# Myra and Vincent tombstones



## Spooky1 (Aug 25, 2008)

I made a new Myra Mains tombstone using SpookySam's easy aging technique. Thanks Sam, I really like the way the stone turned out. http://www.hauntforum.com/showthread.php?t=22856

I also made a Vincent Price tombstone since Devils Chariot pointed out he was missing from our earlier Classic Horror actor tombstones.

DSC02738 by https://www.flickr.com/photos/[email protected]/

A few pictures of the evolution of the tombstones.

DSC02701 by https://www.flickr.com/photos/[email protected]/

DSC02702 by https://www.flickr.com/photos/[email protected]/

DSC02722 by https://www.flickr.com/photos/[email protected]/

DSC02718 by https://www.flickr.com/photos/[email protected]/


----------



## tot13 (Jul 25, 2007)

Very nice. Could we get a pic with all your "classics"?


----------



## IMU (Apr 8, 2009)

Looks great!


----------



## PirateLady (Jul 23, 2010)

Great job...


----------



## Uruk-Hai (Nov 4, 2006)

Looks GREAT! I really like the easy aging technique and will have to try it - all my tombstones are starting to look the same so it would be good to change it up.


----------



## HalloweenZombie (Jul 22, 2007)

Two totally different looks, but both are great!


----------



## Spooky1 (Aug 25, 2008)

tot13 said:


> Very nice. Could we get a pic with all your "classics"?


tot, they're already in the showroom (from a earlier post by Roxy) http://www.hauntforum.com/showthread.php?t=23837


----------



## SpookySam (Mar 27, 2007)

Looks great, Spooky1! Glad it worked for you.


----------



## tot13 (Jul 25, 2007)

Spooky1 said:


> tot, they're already in the showroom (from a earlier post by Roxy) http://www.hauntforum.com/showthread.php?t=23837


LOL, so which is it? I'm too lazy to pull up the other pics or you're too lazy to set a scene this early, lol?

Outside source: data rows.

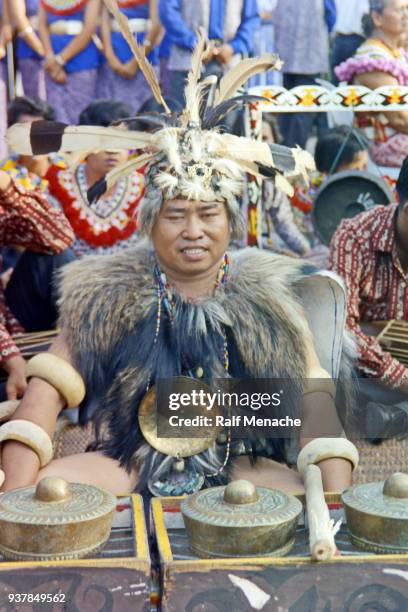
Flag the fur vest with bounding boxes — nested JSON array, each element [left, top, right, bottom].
[[60, 244, 322, 488]]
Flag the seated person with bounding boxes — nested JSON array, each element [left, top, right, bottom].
[[1, 50, 351, 495], [0, 170, 73, 399], [262, 113, 310, 255], [46, 100, 144, 257], [291, 125, 368, 247], [335, 0, 408, 168], [329, 158, 408, 439]]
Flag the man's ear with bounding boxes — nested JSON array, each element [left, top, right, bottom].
[[371, 11, 383, 28], [400, 200, 408, 219]]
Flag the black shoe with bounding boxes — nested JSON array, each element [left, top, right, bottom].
[[363, 402, 408, 444]]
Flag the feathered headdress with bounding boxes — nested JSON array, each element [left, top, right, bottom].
[[8, 0, 314, 237]]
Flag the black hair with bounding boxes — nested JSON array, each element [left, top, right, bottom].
[[79, 100, 133, 127], [315, 125, 368, 174], [262, 113, 282, 144], [7, 96, 55, 126], [362, 0, 388, 38], [397, 157, 408, 210], [129, 97, 183, 132]]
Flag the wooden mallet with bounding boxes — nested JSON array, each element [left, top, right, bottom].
[[297, 438, 358, 561]]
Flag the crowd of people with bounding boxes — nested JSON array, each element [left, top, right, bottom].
[[0, 0, 408, 492]]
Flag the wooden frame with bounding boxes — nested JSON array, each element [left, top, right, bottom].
[[151, 494, 408, 612]]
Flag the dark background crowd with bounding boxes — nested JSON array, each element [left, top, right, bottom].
[[0, 0, 408, 439]]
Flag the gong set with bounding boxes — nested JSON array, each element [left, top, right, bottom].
[[312, 170, 395, 246], [0, 466, 408, 561]]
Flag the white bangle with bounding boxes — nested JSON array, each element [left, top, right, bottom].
[[0, 419, 54, 467], [26, 353, 85, 408], [54, 53, 65, 68], [17, 26, 34, 38]]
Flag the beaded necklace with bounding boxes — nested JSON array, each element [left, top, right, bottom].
[[146, 253, 231, 478], [153, 253, 230, 372]]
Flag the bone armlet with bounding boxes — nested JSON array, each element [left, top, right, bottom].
[[0, 419, 54, 467], [297, 438, 358, 561], [297, 438, 358, 474], [26, 353, 86, 408]]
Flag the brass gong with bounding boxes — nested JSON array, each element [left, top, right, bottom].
[[138, 376, 222, 457]]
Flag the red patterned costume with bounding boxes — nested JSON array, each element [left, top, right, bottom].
[[329, 205, 408, 386], [0, 181, 73, 361]]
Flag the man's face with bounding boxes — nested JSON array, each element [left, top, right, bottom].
[[87, 151, 129, 176], [152, 199, 231, 277], [374, 0, 408, 35]]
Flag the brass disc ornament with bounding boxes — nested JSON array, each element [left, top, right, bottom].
[[0, 477, 116, 561], [342, 473, 408, 554], [138, 376, 222, 458], [180, 480, 303, 558]]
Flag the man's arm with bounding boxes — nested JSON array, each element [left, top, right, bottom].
[[228, 0, 261, 55], [159, 0, 198, 51], [0, 170, 74, 255], [324, 0, 337, 32], [1, 334, 71, 491], [329, 220, 406, 386], [300, 330, 353, 491]]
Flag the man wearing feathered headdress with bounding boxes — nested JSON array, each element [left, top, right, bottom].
[[0, 0, 351, 495], [159, 0, 261, 104]]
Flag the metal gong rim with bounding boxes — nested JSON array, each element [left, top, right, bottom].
[[138, 376, 221, 457], [312, 170, 393, 245]]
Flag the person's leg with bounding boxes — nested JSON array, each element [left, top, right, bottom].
[[36, 453, 137, 495], [18, 59, 46, 100], [5, 249, 75, 332], [169, 70, 188, 108], [231, 457, 304, 493]]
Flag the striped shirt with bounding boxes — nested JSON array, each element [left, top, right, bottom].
[[329, 204, 408, 387]]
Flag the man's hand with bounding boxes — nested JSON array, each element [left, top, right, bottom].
[[0, 268, 14, 291], [0, 170, 11, 191], [3, 355, 27, 400], [120, 58, 139, 81], [44, 57, 67, 85], [202, 42, 215, 64], [213, 44, 235, 65]]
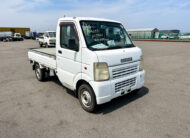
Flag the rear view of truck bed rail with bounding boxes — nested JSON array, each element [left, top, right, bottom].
[[28, 48, 56, 69]]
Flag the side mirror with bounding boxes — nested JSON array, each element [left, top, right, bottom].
[[69, 39, 79, 52]]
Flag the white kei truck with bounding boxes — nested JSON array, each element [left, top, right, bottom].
[[28, 17, 145, 112], [38, 31, 56, 47]]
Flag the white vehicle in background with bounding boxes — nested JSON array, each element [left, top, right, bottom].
[[28, 17, 145, 112], [161, 34, 169, 39], [38, 31, 56, 47], [179, 34, 190, 39], [0, 32, 13, 42]]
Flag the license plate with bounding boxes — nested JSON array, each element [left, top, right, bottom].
[[121, 86, 131, 93]]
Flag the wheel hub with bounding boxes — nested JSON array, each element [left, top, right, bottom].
[[81, 91, 91, 107]]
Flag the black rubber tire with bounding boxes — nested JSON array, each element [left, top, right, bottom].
[[78, 84, 97, 112], [132, 88, 141, 94], [35, 64, 45, 81], [45, 43, 48, 48], [39, 42, 43, 47]]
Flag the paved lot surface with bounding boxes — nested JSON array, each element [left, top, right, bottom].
[[0, 40, 190, 138]]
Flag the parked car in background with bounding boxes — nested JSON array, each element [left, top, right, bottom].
[[36, 32, 44, 41], [13, 33, 24, 41], [161, 34, 179, 39], [0, 32, 13, 42], [24, 31, 37, 40], [0, 32, 24, 42], [38, 31, 56, 47], [179, 34, 190, 39]]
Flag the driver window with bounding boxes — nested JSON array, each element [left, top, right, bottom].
[[60, 23, 79, 51]]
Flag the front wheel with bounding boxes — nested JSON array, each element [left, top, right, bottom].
[[78, 84, 96, 112], [35, 64, 45, 81]]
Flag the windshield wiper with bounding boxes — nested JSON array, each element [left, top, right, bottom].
[[107, 46, 125, 49]]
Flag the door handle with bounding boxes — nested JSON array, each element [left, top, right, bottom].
[[58, 50, 62, 54]]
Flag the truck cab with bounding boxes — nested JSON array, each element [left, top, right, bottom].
[[39, 31, 56, 47], [28, 17, 145, 112]]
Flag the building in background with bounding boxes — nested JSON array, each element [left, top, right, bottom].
[[160, 30, 180, 39], [127, 28, 159, 39], [0, 27, 30, 36]]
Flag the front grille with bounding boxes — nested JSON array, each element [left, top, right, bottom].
[[115, 77, 136, 92], [112, 65, 138, 78]]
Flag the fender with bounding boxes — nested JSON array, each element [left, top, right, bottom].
[[73, 73, 92, 90]]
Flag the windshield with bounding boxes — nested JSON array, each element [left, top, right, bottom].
[[16, 34, 21, 36], [48, 32, 56, 37], [80, 21, 134, 50]]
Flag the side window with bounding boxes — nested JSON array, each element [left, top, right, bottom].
[[60, 23, 79, 51]]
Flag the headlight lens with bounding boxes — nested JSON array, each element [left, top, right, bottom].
[[94, 62, 110, 81], [139, 56, 144, 71]]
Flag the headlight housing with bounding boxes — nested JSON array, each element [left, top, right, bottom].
[[94, 62, 110, 81], [139, 56, 144, 71]]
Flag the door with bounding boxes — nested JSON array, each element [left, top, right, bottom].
[[57, 22, 81, 89]]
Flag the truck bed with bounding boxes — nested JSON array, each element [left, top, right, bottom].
[[28, 48, 56, 69]]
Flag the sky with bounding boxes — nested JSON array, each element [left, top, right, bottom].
[[0, 0, 190, 32]]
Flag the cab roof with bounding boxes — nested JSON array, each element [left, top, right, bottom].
[[59, 17, 121, 23]]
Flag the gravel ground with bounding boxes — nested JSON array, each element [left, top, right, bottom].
[[0, 40, 190, 138]]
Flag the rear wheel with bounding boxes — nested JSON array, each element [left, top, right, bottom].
[[35, 64, 45, 81], [39, 42, 43, 47], [78, 84, 96, 112]]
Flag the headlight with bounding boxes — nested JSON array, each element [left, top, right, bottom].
[[94, 62, 110, 81], [139, 56, 144, 71]]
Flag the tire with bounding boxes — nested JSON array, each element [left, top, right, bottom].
[[78, 84, 96, 112], [45, 43, 48, 48], [35, 64, 45, 81], [39, 42, 43, 47], [132, 88, 141, 94]]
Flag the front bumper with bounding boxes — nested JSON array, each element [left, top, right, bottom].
[[90, 70, 145, 104]]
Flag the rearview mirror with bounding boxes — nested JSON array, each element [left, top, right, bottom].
[[69, 39, 79, 51]]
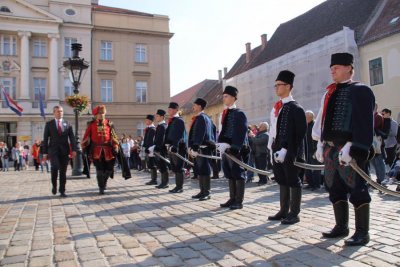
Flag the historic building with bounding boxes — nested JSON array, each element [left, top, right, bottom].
[[92, 2, 172, 135], [224, 0, 381, 124], [0, 0, 172, 149], [359, 0, 400, 119]]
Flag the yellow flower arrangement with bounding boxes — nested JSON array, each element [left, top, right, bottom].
[[65, 95, 89, 112]]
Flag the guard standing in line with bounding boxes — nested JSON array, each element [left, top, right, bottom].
[[149, 109, 169, 189], [143, 115, 157, 185], [189, 98, 215, 201], [82, 105, 122, 195], [268, 70, 307, 224], [312, 53, 375, 246], [217, 85, 249, 209], [165, 102, 187, 193]]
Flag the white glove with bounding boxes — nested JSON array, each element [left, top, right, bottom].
[[339, 142, 352, 166], [149, 145, 156, 157], [314, 141, 324, 163], [189, 149, 199, 158], [217, 143, 231, 154], [274, 148, 287, 163]]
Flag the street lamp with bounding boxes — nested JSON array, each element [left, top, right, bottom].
[[63, 43, 89, 176]]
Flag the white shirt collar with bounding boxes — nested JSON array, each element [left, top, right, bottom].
[[281, 94, 294, 104], [225, 102, 236, 109]]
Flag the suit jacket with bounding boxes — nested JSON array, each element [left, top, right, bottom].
[[42, 119, 77, 158], [154, 122, 167, 150], [143, 126, 156, 148], [189, 113, 215, 147]]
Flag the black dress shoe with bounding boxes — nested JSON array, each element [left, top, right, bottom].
[[229, 203, 243, 210], [219, 199, 234, 208], [169, 188, 183, 194], [192, 192, 203, 199], [199, 195, 211, 201], [322, 225, 349, 238], [281, 214, 300, 224], [344, 231, 369, 246], [156, 184, 169, 189]]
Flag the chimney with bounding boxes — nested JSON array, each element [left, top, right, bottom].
[[246, 43, 251, 63], [261, 33, 267, 49]]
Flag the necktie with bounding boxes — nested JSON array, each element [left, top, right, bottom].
[[221, 108, 228, 124], [274, 100, 283, 117], [190, 116, 197, 128], [57, 120, 62, 135]]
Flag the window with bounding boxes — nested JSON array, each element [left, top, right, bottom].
[[0, 35, 17, 56], [0, 6, 11, 13], [33, 39, 47, 57], [369, 58, 383, 86], [101, 80, 113, 102], [64, 78, 74, 97], [64, 37, 78, 57], [100, 41, 112, 60], [0, 77, 17, 108], [65, 8, 76, 16], [136, 122, 146, 136], [136, 81, 147, 103], [32, 78, 47, 108], [135, 44, 147, 63]]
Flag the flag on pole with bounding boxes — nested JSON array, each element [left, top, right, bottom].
[[0, 84, 24, 116], [39, 89, 46, 120]]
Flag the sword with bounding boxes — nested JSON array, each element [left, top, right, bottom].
[[172, 153, 194, 166], [293, 161, 325, 171], [197, 154, 222, 160], [294, 159, 400, 197], [154, 152, 171, 164], [350, 159, 400, 197], [224, 153, 272, 177]]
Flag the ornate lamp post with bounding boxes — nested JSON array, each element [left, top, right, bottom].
[[63, 43, 89, 176]]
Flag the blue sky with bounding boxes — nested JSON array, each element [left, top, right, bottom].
[[99, 0, 324, 95]]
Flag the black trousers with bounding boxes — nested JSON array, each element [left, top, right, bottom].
[[50, 154, 69, 193], [385, 146, 397, 167], [254, 154, 267, 182]]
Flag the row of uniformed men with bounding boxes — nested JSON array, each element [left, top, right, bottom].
[[83, 53, 375, 246]]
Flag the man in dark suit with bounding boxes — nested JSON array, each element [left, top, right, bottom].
[[149, 109, 169, 189], [189, 98, 215, 201], [143, 115, 157, 185], [165, 102, 186, 193], [43, 106, 77, 197], [268, 70, 307, 224]]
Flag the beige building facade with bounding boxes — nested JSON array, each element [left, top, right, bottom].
[[0, 0, 92, 149], [92, 6, 172, 136], [0, 0, 172, 149]]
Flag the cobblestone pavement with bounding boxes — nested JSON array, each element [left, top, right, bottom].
[[0, 171, 400, 267]]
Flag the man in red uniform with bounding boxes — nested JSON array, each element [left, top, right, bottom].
[[82, 105, 119, 195]]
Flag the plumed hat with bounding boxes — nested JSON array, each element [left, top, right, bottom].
[[275, 70, 295, 86], [193, 97, 207, 109], [330, 53, 354, 67], [222, 85, 238, 98]]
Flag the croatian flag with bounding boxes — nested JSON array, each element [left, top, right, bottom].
[[39, 90, 46, 120], [1, 85, 24, 116]]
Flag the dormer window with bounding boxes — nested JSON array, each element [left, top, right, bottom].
[[65, 8, 76, 16], [0, 6, 11, 13]]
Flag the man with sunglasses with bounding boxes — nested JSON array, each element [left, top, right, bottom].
[[268, 70, 307, 224]]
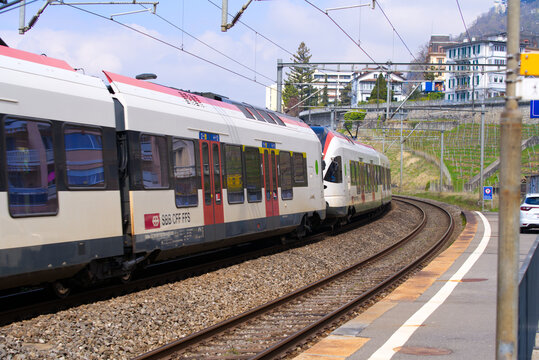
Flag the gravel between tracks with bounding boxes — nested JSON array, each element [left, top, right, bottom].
[[0, 202, 462, 360]]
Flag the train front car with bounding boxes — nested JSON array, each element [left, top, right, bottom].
[[312, 126, 391, 223], [0, 46, 123, 294], [106, 72, 325, 262]]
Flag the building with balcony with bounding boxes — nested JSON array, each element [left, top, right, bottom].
[[445, 33, 537, 101], [352, 66, 406, 106], [312, 70, 354, 104]]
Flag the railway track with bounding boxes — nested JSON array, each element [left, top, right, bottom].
[[0, 204, 385, 326], [137, 197, 454, 360]]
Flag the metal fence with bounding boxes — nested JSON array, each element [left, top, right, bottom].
[[518, 236, 539, 360]]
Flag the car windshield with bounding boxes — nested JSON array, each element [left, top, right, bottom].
[[525, 197, 539, 205]]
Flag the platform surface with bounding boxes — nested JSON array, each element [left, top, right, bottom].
[[296, 213, 539, 360]]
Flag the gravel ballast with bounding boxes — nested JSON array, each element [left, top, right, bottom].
[[0, 202, 460, 359]]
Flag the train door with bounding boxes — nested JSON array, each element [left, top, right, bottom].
[[263, 149, 279, 217], [199, 140, 224, 240]]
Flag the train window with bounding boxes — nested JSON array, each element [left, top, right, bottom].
[[172, 138, 198, 207], [234, 104, 255, 119], [279, 151, 294, 200], [365, 164, 371, 192], [292, 153, 307, 186], [202, 142, 212, 205], [225, 145, 245, 204], [257, 110, 277, 124], [324, 154, 342, 183], [245, 106, 266, 122], [64, 126, 105, 188], [268, 112, 286, 126], [140, 134, 168, 189], [4, 118, 58, 217], [350, 160, 357, 185], [212, 144, 221, 204], [359, 162, 365, 192], [243, 147, 262, 202]]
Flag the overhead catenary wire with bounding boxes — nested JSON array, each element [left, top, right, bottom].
[[376, 0, 418, 61], [140, 5, 275, 82], [208, 0, 294, 56], [0, 0, 38, 15], [304, 0, 376, 62], [65, 4, 275, 88]]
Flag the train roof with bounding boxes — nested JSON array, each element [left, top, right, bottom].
[[0, 45, 312, 140], [311, 126, 384, 157]]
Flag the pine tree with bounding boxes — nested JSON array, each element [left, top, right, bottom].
[[318, 75, 329, 106], [339, 82, 352, 106], [283, 42, 318, 112]]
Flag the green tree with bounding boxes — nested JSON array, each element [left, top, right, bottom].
[[318, 75, 329, 106], [338, 82, 352, 106], [283, 81, 299, 116], [283, 41, 318, 112], [369, 73, 393, 102], [344, 110, 367, 131]]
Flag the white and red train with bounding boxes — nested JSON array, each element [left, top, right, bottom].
[[0, 46, 391, 292]]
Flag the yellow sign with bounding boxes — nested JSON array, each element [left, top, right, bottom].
[[520, 52, 539, 76]]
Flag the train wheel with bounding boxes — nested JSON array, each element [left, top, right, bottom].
[[52, 281, 71, 299], [120, 271, 133, 284]]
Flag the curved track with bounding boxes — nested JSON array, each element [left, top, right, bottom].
[[137, 198, 454, 359]]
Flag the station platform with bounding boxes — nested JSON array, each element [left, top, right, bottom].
[[295, 212, 539, 360]]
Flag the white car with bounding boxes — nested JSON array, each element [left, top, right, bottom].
[[520, 194, 539, 232]]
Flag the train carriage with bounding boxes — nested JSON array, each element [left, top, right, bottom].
[[0, 46, 391, 295], [93, 72, 325, 260], [312, 126, 391, 221], [0, 46, 124, 289]]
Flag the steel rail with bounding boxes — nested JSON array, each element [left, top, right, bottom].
[[136, 198, 453, 360], [255, 196, 454, 360]]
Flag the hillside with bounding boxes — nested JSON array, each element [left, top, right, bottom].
[[457, 0, 539, 41]]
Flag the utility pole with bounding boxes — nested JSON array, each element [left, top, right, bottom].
[[19, 0, 26, 35], [496, 0, 522, 360], [386, 61, 391, 121], [479, 99, 485, 211], [277, 59, 283, 112], [399, 112, 404, 193], [439, 125, 444, 192]]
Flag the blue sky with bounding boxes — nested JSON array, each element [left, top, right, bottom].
[[0, 0, 494, 106]]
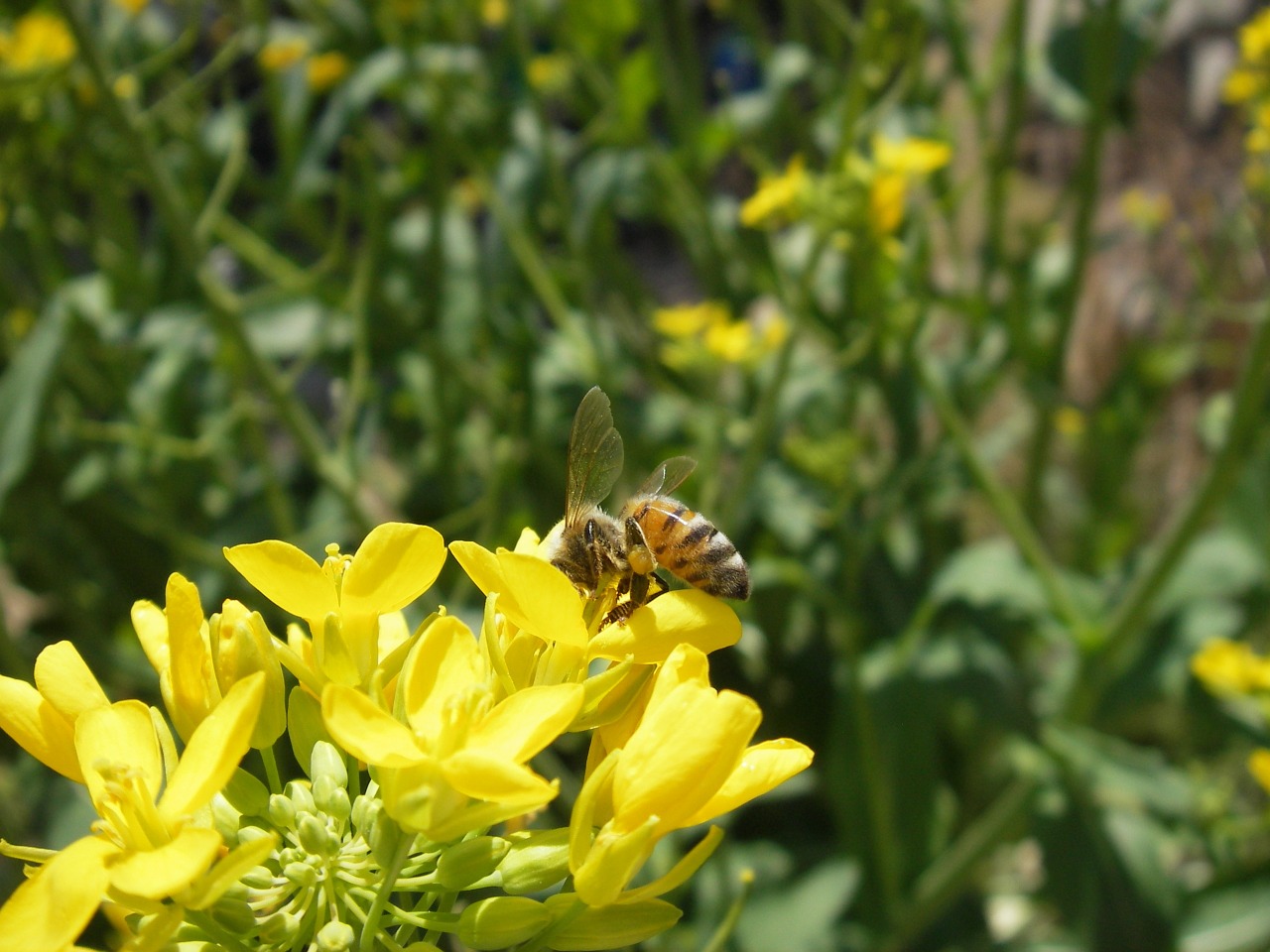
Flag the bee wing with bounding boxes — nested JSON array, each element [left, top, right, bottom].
[[632, 456, 698, 499], [564, 387, 622, 526]]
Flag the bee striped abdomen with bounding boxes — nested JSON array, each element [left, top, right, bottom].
[[631, 496, 749, 599]]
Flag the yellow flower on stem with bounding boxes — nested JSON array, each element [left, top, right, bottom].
[[225, 522, 445, 694], [0, 674, 274, 952], [740, 155, 811, 228], [569, 645, 812, 906], [322, 616, 584, 842]]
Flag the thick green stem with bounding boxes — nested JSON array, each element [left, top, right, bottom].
[[1070, 312, 1270, 720]]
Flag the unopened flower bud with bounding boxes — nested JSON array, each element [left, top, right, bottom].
[[437, 830, 510, 890], [208, 599, 287, 749], [317, 920, 357, 952], [266, 793, 296, 830], [498, 828, 569, 896], [546, 892, 684, 949], [296, 813, 330, 856], [260, 911, 300, 948], [458, 896, 552, 949], [309, 740, 348, 788], [282, 863, 318, 886], [282, 780, 318, 813]]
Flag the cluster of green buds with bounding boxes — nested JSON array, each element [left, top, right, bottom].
[[0, 523, 812, 952]]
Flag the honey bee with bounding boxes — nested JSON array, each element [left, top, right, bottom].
[[552, 387, 749, 621]]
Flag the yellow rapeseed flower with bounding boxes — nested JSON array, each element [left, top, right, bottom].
[[0, 10, 75, 72], [305, 50, 349, 92], [740, 155, 811, 228], [257, 37, 309, 72], [569, 645, 812, 906], [225, 522, 445, 694]]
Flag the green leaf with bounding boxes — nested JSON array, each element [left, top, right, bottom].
[[0, 298, 69, 518]]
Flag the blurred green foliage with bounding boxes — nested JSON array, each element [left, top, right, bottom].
[[0, 0, 1270, 952]]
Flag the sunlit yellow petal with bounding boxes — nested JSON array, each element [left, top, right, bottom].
[[572, 816, 657, 906], [449, 540, 525, 629], [467, 684, 585, 763], [441, 750, 557, 810], [321, 684, 422, 767], [398, 615, 484, 738], [589, 589, 740, 663], [75, 701, 163, 807], [498, 552, 586, 648], [36, 641, 110, 721], [0, 837, 119, 952], [684, 738, 812, 826], [225, 539, 339, 618], [110, 826, 222, 900], [159, 671, 264, 819], [340, 522, 445, 617], [0, 675, 83, 783], [613, 684, 762, 833]]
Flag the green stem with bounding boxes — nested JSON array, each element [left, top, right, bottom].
[[1070, 312, 1270, 720], [1024, 0, 1120, 525], [357, 833, 414, 952], [913, 359, 1088, 644], [879, 778, 1036, 952]]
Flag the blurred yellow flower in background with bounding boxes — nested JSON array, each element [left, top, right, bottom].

Seriously, I hope you'll post a pic of your finished graveyard when you get it set up. I'd love to see them all together.


----------



## Spooky1 (Aug 25, 2008)

tot13 said:


> LOL, so which is it? I'm too lazy to pull up the other pics or you're too lazy to set a scene this early, lol?
> 
> Seriously, I hope you'll post a pic of your finished graveyard when you get it set up. I'd love to see them all together.


Roxy thinks groupings are better in odd numbers, so I have one more actor stone to finish. I'll try to post a pic of them all together once we're done.  If not, they'll all be in the Haunt pics for 2010. :googly:


----------



## morbidmike (Sep 11, 2009)

those are very nice


----------



## fick209 (Aug 31, 2009)

I'm really liking the different paint techniques on different stones you have done this year. Look forward to seeing the pics of your yard this year. These two stones look great and will be a very cool addition to your yard.


----------



## niblique71 (Dec 2, 2009)

Great stones spooky, I also tried that quick aging techique with encouraging results. Looking forward to "Roxy's" 3rd stone.


----------



## RoxyBlue (Oct 6, 2008)

niblique71 said:


> Great stones spooky, I also tried that quick aging techique with encouraging results. Looking forward to "Roxy's" 3rd stone.


Maybe I'll paint the 3rd stone like the Lugosi one and then age it like the Myra stone

Glad you guys like these. We enjoy having our little cemetery each year


----------



## jdubbya (Nov 6, 2005)

I really like those. Nice job on the finish!


----------